1. Introduction

Zinc (Zn) is a trace element essential in human and animal nutrition and participates in critical biological processes, such as the synthesis and degradation of carbohydrates, lipids, proteins and nucleic acids. It is present in food in two forms: bound with organic molecules and in inorganic salts¹. Milk is one of the main sources of zinc in the human diet, responsible for about 25% of the total recommended daily intake of this metal^1,2. Milk is a complete source of nutrients, containing minerals, vitamins, carbohydrates, lipids, water and proteins, which are especially crucial for newborns’ growth and development³.

As humans continue to consume milk during childhood and adulthood, highlighting the expressive consumption of cow’s milk, it is essential to understand better the chemical composition of milk, including the mineral levels and their physiological influence on human and animal nutrition, as well as trace elements toxicity².

Studies about different chromatographic methods have indicated differences in the association between Zn and proteins in human and cow’s milk. In cow’s milk, the complex Zn-casein-Ca-P is the predominant form, while in human milk, Zn-citrate species seem to be predominant⁴. In the environmental, biological, medical and biochemical research areas, studies about metal-protein interaction are necessary to improve the knowledge about the toxicity, bioavailability, transport and physicochemical properties of an element⁵.

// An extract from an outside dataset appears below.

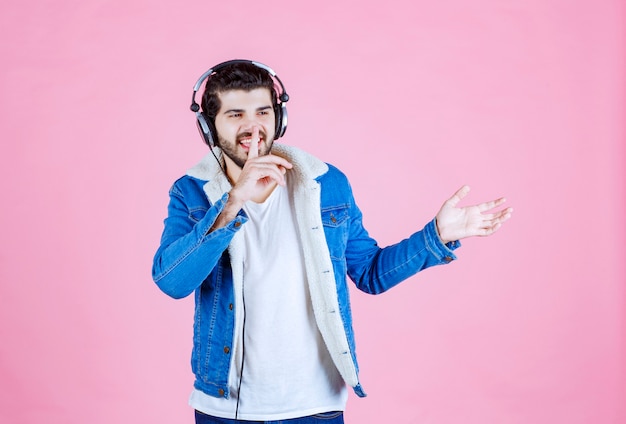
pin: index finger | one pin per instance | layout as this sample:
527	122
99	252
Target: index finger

Nutrient fractionation in food is necessary to understand availability and absorption prediction. Fractionation is defined as the classification process of an analyte or an analyte group in a specific sample according to physical (e.g., size, solubility) or chemical (e.g., bonding, reactivity) properties⁶. One relatively simple procedure to fractionate proteins from food samples is the polyacrylamide gel electrophoresis, which shows high selectivity and consists in the separation of molecules loaded in a particular way under the influence of an electric potential difference⁷. One of the main uses of the gel electrophoresis technique containing urea is the characterization of proteins in various types of milk⁸.

Studies about metal-protein interaction using polyacrylamide gel electrophoresis, followed by different analytical techniques for metals determination, have been developed for several kinds of application^9-16. These works belong to an important field of science called metallomic, which has allowed for the integration of analytical studies with inorganic and biochemical studies. Therefore, there is a growing demand for accurate and selective procedures that allow the quantification and speciation of trace elements, especially in foods, to obtain relevant information about metal-protein binding, which is intimately related to the nutrients bioavailability^7,17.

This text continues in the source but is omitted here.